A Wikileaks post published on The Nation shows that the Obama Administration fought to keep Haitian wages at 31 cents an hour. (This article was taken down by The Nation due to an embargo, but it was excerpted at Columbia Journalism Review (http://www.cjr.org/the_audit/a_pulled_scoop_shows_us_booste.php).)
It started when Haiti passed a law two years ago raising its minimum wage to 61 cents an hour. According to an embassy cable:
This infuriated American corporations like Hanes and Levi Strauss that pay Haitians slave wages to sew their clothes. They said they would only fork over a seven-cent-an-hour increase, and they got the State Department involved. The U.S. ambassador put pressure on Haiti’s president, who duly carved out a $3 a day minimum wage for textile companies (the U.S. minimum wage, which itself is very low, works out to $58 a day).
Haiti has about 25,000 garment workers. If you paid each of them $2 a day more, it would cost their employers $50,000 per working day, or about $12.5 million a year ... As of last year Hanes had 3,200 Haitians making t-shirts for it. Paying each of them two bucks a day more would cost it about $1.6 million a year. Hanesbrands Incorporated made $211 million on $4.3 billion in sales last year.
Thanks to U.S. intervention, the minimum was raised only to 31 cents.
These papers have come to light thanks to Haiti Liberte (http://haiti-liberte.com/), a small Haitian newspaper with offices in Port-au-Prince and New York City.

Read more: http://www.businessinsider.com/wikileaks-haiti-minimum-wage-the-nation-2011-6#ixzz1OWmwQ68K

VirgJans12
6th June 2011, 21:01
Yes, we can! Keep Haitians work for 31 cents an hour.

Those people could have made twice as much now, even though that would still have been far below a reasonable salary.

Robocommie
6th June 2011, 21:34
Super-exploitation at work.

chegitz guevara
7th June 2011, 18:42
In the early 90s, during the coup period, the United States spent $200 MILLION through NGOs to keep Haiti from passing a minimum wage law.

The current minimum wage law came about when the comrades of Batay Ouvriere seized several hundred work places and demanded 200 gourds a day.
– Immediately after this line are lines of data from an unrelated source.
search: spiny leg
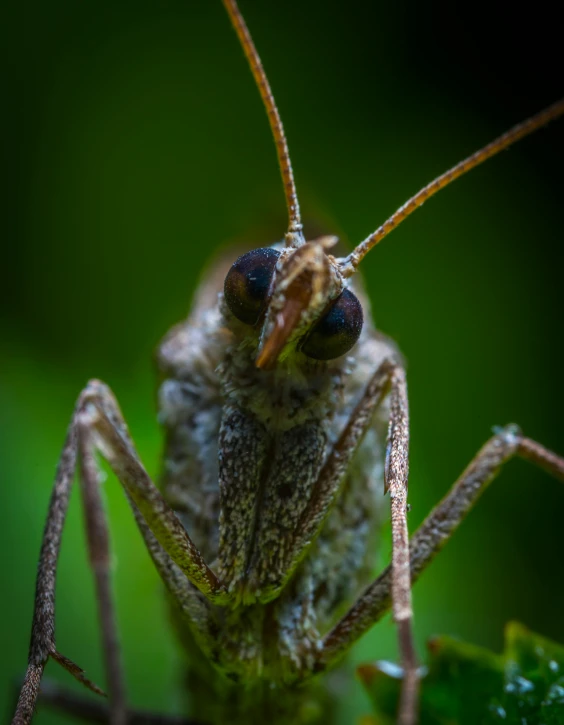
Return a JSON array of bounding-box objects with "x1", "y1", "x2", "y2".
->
[
  {"x1": 12, "y1": 416, "x2": 105, "y2": 725},
  {"x1": 13, "y1": 379, "x2": 227, "y2": 725},
  {"x1": 77, "y1": 417, "x2": 126, "y2": 725},
  {"x1": 80, "y1": 383, "x2": 227, "y2": 667},
  {"x1": 80, "y1": 381, "x2": 226, "y2": 603},
  {"x1": 316, "y1": 426, "x2": 564, "y2": 672},
  {"x1": 16, "y1": 417, "x2": 130, "y2": 724},
  {"x1": 383, "y1": 365, "x2": 418, "y2": 725},
  {"x1": 277, "y1": 358, "x2": 398, "y2": 587},
  {"x1": 266, "y1": 356, "x2": 418, "y2": 723}
]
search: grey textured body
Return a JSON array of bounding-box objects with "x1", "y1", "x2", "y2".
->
[{"x1": 156, "y1": 244, "x2": 399, "y2": 722}]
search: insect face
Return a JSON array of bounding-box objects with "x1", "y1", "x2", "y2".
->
[{"x1": 223, "y1": 240, "x2": 363, "y2": 368}]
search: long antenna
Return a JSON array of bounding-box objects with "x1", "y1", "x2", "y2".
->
[
  {"x1": 341, "y1": 98, "x2": 564, "y2": 277},
  {"x1": 222, "y1": 0, "x2": 304, "y2": 247}
]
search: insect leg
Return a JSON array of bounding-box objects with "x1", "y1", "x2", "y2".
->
[
  {"x1": 317, "y1": 426, "x2": 564, "y2": 665},
  {"x1": 13, "y1": 379, "x2": 227, "y2": 725},
  {"x1": 77, "y1": 417, "x2": 126, "y2": 725},
  {"x1": 78, "y1": 379, "x2": 229, "y2": 667},
  {"x1": 279, "y1": 358, "x2": 397, "y2": 586},
  {"x1": 383, "y1": 365, "x2": 418, "y2": 725},
  {"x1": 272, "y1": 357, "x2": 418, "y2": 722},
  {"x1": 12, "y1": 412, "x2": 107, "y2": 725},
  {"x1": 77, "y1": 380, "x2": 227, "y2": 604}
]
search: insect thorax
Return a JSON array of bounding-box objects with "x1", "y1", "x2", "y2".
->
[{"x1": 155, "y1": 247, "x2": 395, "y2": 716}]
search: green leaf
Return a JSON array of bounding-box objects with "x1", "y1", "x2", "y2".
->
[{"x1": 358, "y1": 622, "x2": 564, "y2": 724}]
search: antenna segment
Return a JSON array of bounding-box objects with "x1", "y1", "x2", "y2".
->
[
  {"x1": 341, "y1": 98, "x2": 564, "y2": 277},
  {"x1": 222, "y1": 0, "x2": 304, "y2": 247}
]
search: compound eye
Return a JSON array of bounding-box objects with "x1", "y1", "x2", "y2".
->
[
  {"x1": 301, "y1": 288, "x2": 363, "y2": 361},
  {"x1": 224, "y1": 247, "x2": 280, "y2": 325}
]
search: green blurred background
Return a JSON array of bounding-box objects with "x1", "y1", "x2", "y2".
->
[{"x1": 1, "y1": 1, "x2": 563, "y2": 722}]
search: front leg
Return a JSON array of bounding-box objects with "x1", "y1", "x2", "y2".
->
[
  {"x1": 12, "y1": 379, "x2": 227, "y2": 725},
  {"x1": 260, "y1": 356, "x2": 418, "y2": 723},
  {"x1": 279, "y1": 359, "x2": 399, "y2": 585},
  {"x1": 82, "y1": 381, "x2": 226, "y2": 603}
]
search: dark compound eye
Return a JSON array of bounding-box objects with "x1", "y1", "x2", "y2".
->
[
  {"x1": 301, "y1": 288, "x2": 363, "y2": 361},
  {"x1": 224, "y1": 247, "x2": 280, "y2": 325}
]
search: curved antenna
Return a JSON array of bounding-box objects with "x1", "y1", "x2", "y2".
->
[
  {"x1": 341, "y1": 99, "x2": 564, "y2": 277},
  {"x1": 222, "y1": 0, "x2": 304, "y2": 247}
]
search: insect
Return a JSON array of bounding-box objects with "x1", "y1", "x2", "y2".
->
[{"x1": 4, "y1": 1, "x2": 564, "y2": 724}]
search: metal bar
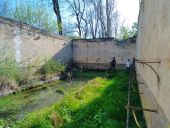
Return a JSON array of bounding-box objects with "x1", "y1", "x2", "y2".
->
[
  {"x1": 132, "y1": 110, "x2": 142, "y2": 128},
  {"x1": 140, "y1": 61, "x2": 161, "y2": 64},
  {"x1": 133, "y1": 91, "x2": 144, "y2": 94},
  {"x1": 134, "y1": 59, "x2": 160, "y2": 82},
  {"x1": 133, "y1": 83, "x2": 144, "y2": 85},
  {"x1": 126, "y1": 105, "x2": 157, "y2": 113},
  {"x1": 134, "y1": 58, "x2": 161, "y2": 64},
  {"x1": 143, "y1": 63, "x2": 160, "y2": 82}
]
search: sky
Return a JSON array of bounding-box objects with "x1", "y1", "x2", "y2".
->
[
  {"x1": 0, "y1": 0, "x2": 139, "y2": 25},
  {"x1": 0, "y1": 0, "x2": 139, "y2": 32},
  {"x1": 117, "y1": 0, "x2": 139, "y2": 27}
]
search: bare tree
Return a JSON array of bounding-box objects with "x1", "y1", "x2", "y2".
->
[
  {"x1": 61, "y1": 0, "x2": 118, "y2": 38},
  {"x1": 52, "y1": 0, "x2": 63, "y2": 35},
  {"x1": 106, "y1": 0, "x2": 110, "y2": 37},
  {"x1": 0, "y1": 0, "x2": 120, "y2": 38},
  {"x1": 88, "y1": 0, "x2": 117, "y2": 38},
  {"x1": 112, "y1": 10, "x2": 120, "y2": 38},
  {"x1": 99, "y1": 0, "x2": 107, "y2": 38},
  {"x1": 106, "y1": 0, "x2": 116, "y2": 37},
  {"x1": 87, "y1": 0, "x2": 100, "y2": 39},
  {"x1": 66, "y1": 0, "x2": 87, "y2": 38}
]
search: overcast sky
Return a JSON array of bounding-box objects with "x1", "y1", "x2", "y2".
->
[{"x1": 117, "y1": 0, "x2": 139, "y2": 27}]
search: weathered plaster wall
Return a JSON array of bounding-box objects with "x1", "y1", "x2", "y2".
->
[
  {"x1": 73, "y1": 39, "x2": 135, "y2": 69},
  {"x1": 0, "y1": 17, "x2": 135, "y2": 71},
  {"x1": 0, "y1": 17, "x2": 72, "y2": 68},
  {"x1": 136, "y1": 0, "x2": 170, "y2": 127}
]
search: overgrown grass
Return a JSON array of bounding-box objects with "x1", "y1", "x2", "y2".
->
[
  {"x1": 13, "y1": 70, "x2": 129, "y2": 128},
  {"x1": 0, "y1": 70, "x2": 145, "y2": 128}
]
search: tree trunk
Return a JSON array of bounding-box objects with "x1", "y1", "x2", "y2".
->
[
  {"x1": 99, "y1": 0, "x2": 105, "y2": 38},
  {"x1": 106, "y1": 0, "x2": 111, "y2": 37},
  {"x1": 52, "y1": 0, "x2": 63, "y2": 35}
]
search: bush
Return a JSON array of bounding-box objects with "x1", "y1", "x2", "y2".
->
[
  {"x1": 40, "y1": 58, "x2": 66, "y2": 75},
  {"x1": 0, "y1": 119, "x2": 5, "y2": 128},
  {"x1": 17, "y1": 64, "x2": 33, "y2": 84},
  {"x1": 0, "y1": 57, "x2": 33, "y2": 86},
  {"x1": 0, "y1": 58, "x2": 20, "y2": 82}
]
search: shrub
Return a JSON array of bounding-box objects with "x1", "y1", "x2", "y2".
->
[
  {"x1": 0, "y1": 119, "x2": 5, "y2": 128},
  {"x1": 0, "y1": 57, "x2": 33, "y2": 86},
  {"x1": 40, "y1": 58, "x2": 66, "y2": 75},
  {"x1": 0, "y1": 58, "x2": 20, "y2": 82},
  {"x1": 16, "y1": 64, "x2": 33, "y2": 84}
]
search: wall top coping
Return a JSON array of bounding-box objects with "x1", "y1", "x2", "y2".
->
[
  {"x1": 72, "y1": 38, "x2": 116, "y2": 43},
  {"x1": 0, "y1": 16, "x2": 70, "y2": 41}
]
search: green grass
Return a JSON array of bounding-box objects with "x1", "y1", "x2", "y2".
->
[
  {"x1": 0, "y1": 70, "x2": 145, "y2": 128},
  {"x1": 13, "y1": 70, "x2": 128, "y2": 128}
]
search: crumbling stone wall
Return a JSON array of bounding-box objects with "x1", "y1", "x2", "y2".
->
[
  {"x1": 0, "y1": 17, "x2": 135, "y2": 71},
  {"x1": 136, "y1": 0, "x2": 170, "y2": 127},
  {"x1": 73, "y1": 38, "x2": 135, "y2": 70},
  {"x1": 0, "y1": 17, "x2": 72, "y2": 68}
]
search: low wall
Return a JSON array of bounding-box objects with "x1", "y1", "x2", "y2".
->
[
  {"x1": 73, "y1": 38, "x2": 135, "y2": 70},
  {"x1": 136, "y1": 0, "x2": 170, "y2": 127},
  {"x1": 0, "y1": 17, "x2": 72, "y2": 69}
]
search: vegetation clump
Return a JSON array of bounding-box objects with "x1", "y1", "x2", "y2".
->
[
  {"x1": 0, "y1": 70, "x2": 145, "y2": 128},
  {"x1": 40, "y1": 58, "x2": 66, "y2": 76},
  {"x1": 0, "y1": 56, "x2": 66, "y2": 96},
  {"x1": 15, "y1": 70, "x2": 130, "y2": 128},
  {"x1": 0, "y1": 57, "x2": 33, "y2": 93}
]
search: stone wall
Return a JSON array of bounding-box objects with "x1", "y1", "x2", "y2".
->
[
  {"x1": 136, "y1": 0, "x2": 170, "y2": 127},
  {"x1": 0, "y1": 17, "x2": 136, "y2": 71},
  {"x1": 0, "y1": 17, "x2": 72, "y2": 68},
  {"x1": 73, "y1": 38, "x2": 135, "y2": 70}
]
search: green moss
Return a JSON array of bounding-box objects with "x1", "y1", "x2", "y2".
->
[{"x1": 0, "y1": 81, "x2": 60, "y2": 113}]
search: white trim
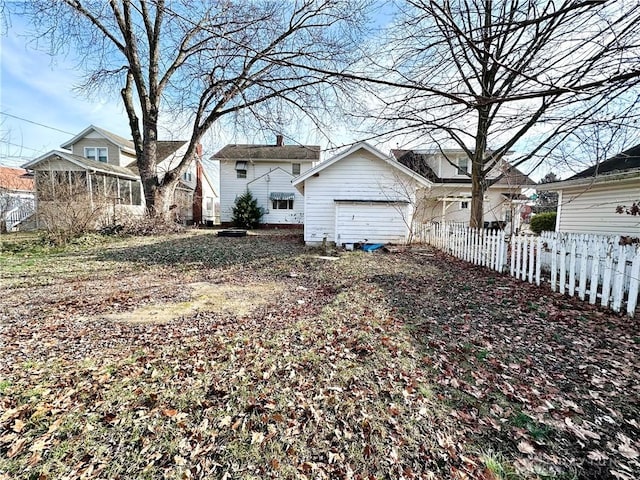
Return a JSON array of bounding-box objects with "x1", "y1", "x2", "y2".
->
[
  {"x1": 22, "y1": 150, "x2": 139, "y2": 180},
  {"x1": 292, "y1": 141, "x2": 433, "y2": 191},
  {"x1": 542, "y1": 170, "x2": 639, "y2": 191}
]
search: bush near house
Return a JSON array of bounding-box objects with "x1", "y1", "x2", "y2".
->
[
  {"x1": 530, "y1": 211, "x2": 557, "y2": 234},
  {"x1": 231, "y1": 189, "x2": 263, "y2": 229}
]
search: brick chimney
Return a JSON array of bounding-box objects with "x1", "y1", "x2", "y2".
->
[
  {"x1": 276, "y1": 135, "x2": 284, "y2": 147},
  {"x1": 195, "y1": 143, "x2": 203, "y2": 158}
]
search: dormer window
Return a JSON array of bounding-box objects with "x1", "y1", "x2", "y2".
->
[
  {"x1": 457, "y1": 158, "x2": 469, "y2": 176},
  {"x1": 85, "y1": 147, "x2": 108, "y2": 163}
]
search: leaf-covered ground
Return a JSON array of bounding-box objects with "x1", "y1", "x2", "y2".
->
[{"x1": 1, "y1": 231, "x2": 638, "y2": 479}]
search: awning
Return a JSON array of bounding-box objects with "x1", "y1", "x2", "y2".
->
[
  {"x1": 235, "y1": 161, "x2": 247, "y2": 170},
  {"x1": 270, "y1": 192, "x2": 295, "y2": 201}
]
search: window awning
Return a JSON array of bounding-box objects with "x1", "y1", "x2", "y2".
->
[
  {"x1": 235, "y1": 161, "x2": 247, "y2": 170},
  {"x1": 270, "y1": 192, "x2": 295, "y2": 201}
]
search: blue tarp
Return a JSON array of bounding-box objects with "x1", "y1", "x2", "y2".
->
[{"x1": 361, "y1": 243, "x2": 384, "y2": 252}]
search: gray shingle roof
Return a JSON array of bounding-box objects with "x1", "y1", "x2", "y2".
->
[
  {"x1": 569, "y1": 143, "x2": 640, "y2": 179},
  {"x1": 212, "y1": 144, "x2": 321, "y2": 161}
]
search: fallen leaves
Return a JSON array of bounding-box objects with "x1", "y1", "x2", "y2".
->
[{"x1": 1, "y1": 233, "x2": 639, "y2": 479}]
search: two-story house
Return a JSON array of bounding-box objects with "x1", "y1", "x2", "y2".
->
[
  {"x1": 22, "y1": 125, "x2": 218, "y2": 226},
  {"x1": 392, "y1": 148, "x2": 535, "y2": 231},
  {"x1": 212, "y1": 135, "x2": 320, "y2": 226}
]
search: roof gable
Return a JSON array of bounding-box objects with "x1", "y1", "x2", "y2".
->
[
  {"x1": 292, "y1": 142, "x2": 433, "y2": 189},
  {"x1": 247, "y1": 167, "x2": 292, "y2": 187},
  {"x1": 22, "y1": 151, "x2": 139, "y2": 180},
  {"x1": 61, "y1": 125, "x2": 136, "y2": 154}
]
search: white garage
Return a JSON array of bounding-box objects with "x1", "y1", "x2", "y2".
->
[
  {"x1": 292, "y1": 142, "x2": 432, "y2": 246},
  {"x1": 335, "y1": 200, "x2": 410, "y2": 244}
]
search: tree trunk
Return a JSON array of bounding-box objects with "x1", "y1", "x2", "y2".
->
[{"x1": 470, "y1": 153, "x2": 484, "y2": 229}]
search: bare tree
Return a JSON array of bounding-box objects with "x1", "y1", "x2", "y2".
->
[
  {"x1": 358, "y1": 1, "x2": 640, "y2": 227},
  {"x1": 12, "y1": 0, "x2": 367, "y2": 219}
]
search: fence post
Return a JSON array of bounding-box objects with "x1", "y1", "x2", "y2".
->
[
  {"x1": 589, "y1": 238, "x2": 601, "y2": 305},
  {"x1": 559, "y1": 236, "x2": 567, "y2": 295},
  {"x1": 535, "y1": 236, "x2": 542, "y2": 286},
  {"x1": 601, "y1": 240, "x2": 614, "y2": 308},
  {"x1": 568, "y1": 238, "x2": 577, "y2": 297},
  {"x1": 627, "y1": 249, "x2": 640, "y2": 317},
  {"x1": 612, "y1": 245, "x2": 627, "y2": 313}
]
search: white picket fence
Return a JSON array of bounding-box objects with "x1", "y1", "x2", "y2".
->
[{"x1": 412, "y1": 222, "x2": 640, "y2": 317}]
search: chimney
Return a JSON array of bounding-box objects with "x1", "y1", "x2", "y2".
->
[
  {"x1": 195, "y1": 143, "x2": 203, "y2": 158},
  {"x1": 276, "y1": 134, "x2": 284, "y2": 147}
]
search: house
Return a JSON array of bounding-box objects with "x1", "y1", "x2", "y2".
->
[
  {"x1": 292, "y1": 142, "x2": 432, "y2": 246},
  {"x1": 212, "y1": 135, "x2": 320, "y2": 226},
  {"x1": 542, "y1": 143, "x2": 640, "y2": 236},
  {"x1": 392, "y1": 148, "x2": 536, "y2": 231},
  {"x1": 0, "y1": 166, "x2": 35, "y2": 232},
  {"x1": 22, "y1": 125, "x2": 218, "y2": 227}
]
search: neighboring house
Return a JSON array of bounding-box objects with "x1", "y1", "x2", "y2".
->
[
  {"x1": 22, "y1": 125, "x2": 217, "y2": 226},
  {"x1": 0, "y1": 166, "x2": 35, "y2": 232},
  {"x1": 212, "y1": 135, "x2": 320, "y2": 226},
  {"x1": 542, "y1": 143, "x2": 640, "y2": 236},
  {"x1": 392, "y1": 148, "x2": 536, "y2": 231},
  {"x1": 292, "y1": 142, "x2": 432, "y2": 245}
]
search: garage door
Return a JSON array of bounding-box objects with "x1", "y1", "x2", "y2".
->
[{"x1": 335, "y1": 202, "x2": 409, "y2": 245}]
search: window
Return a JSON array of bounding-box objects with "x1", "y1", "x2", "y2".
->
[
  {"x1": 270, "y1": 192, "x2": 294, "y2": 210},
  {"x1": 131, "y1": 181, "x2": 142, "y2": 205},
  {"x1": 235, "y1": 161, "x2": 247, "y2": 179},
  {"x1": 457, "y1": 158, "x2": 469, "y2": 175},
  {"x1": 292, "y1": 163, "x2": 301, "y2": 175},
  {"x1": 85, "y1": 147, "x2": 108, "y2": 163},
  {"x1": 182, "y1": 169, "x2": 193, "y2": 182},
  {"x1": 460, "y1": 201, "x2": 469, "y2": 209},
  {"x1": 205, "y1": 196, "x2": 214, "y2": 213},
  {"x1": 272, "y1": 199, "x2": 294, "y2": 210}
]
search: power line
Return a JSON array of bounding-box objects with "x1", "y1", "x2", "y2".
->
[
  {"x1": 0, "y1": 111, "x2": 75, "y2": 135},
  {"x1": 0, "y1": 141, "x2": 47, "y2": 154}
]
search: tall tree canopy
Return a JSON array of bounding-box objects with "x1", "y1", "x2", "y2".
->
[
  {"x1": 14, "y1": 0, "x2": 368, "y2": 218},
  {"x1": 362, "y1": 0, "x2": 640, "y2": 227}
]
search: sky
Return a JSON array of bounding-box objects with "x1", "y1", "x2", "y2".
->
[
  {"x1": 1, "y1": 19, "x2": 134, "y2": 169},
  {"x1": 0, "y1": 13, "x2": 367, "y2": 174},
  {"x1": 1, "y1": 5, "x2": 629, "y2": 183}
]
Thanks to the U.S., they got 100/day.

Some people in the U.S. attack BO because they do not support Aristide (and never did). They claim that BO supports imperialism because they took money from the AFL-CIO to oppose Aristide, but BO's doesn't support any bourgeois politics.

Rakhmetov
7th June 2011, 18:49
This is no surprise but it still infuriates me!!!

Sodomize them with revolution!

http://www.zcommunications.org/wikileaks-cables-reveal-secret-history-of-u-s-bullying-in-haiti-at-oil-companies-behest-by-amy-goodman

Red Commissar
8th June 2011, 22:49
The OP's piece mentions The Nation taking it down- they've brought it back up and have set up a segment talking about the other problems the cables reveal.

There is the minimum wage one (http://www.thenation.com/article/161057/wikileaks-haiti-let-them-live-3-day), the attempts to sabotage the PetroCaribe deals (http://www.thenation.com/article/161056/wikileaks-haiti-petrocaribe-files), and finally the nature of the "elections" (http://www.thenation.com/article/161216/wikileaks-haiti-cable-depicts-fraudulent-haiti-election). There'll probably be more too.

It's what we all know- imperialist manipulation and exploitation of Haiti. It is nice to have some firm examples of it though- the actual cables themselves are at the wikileaks site.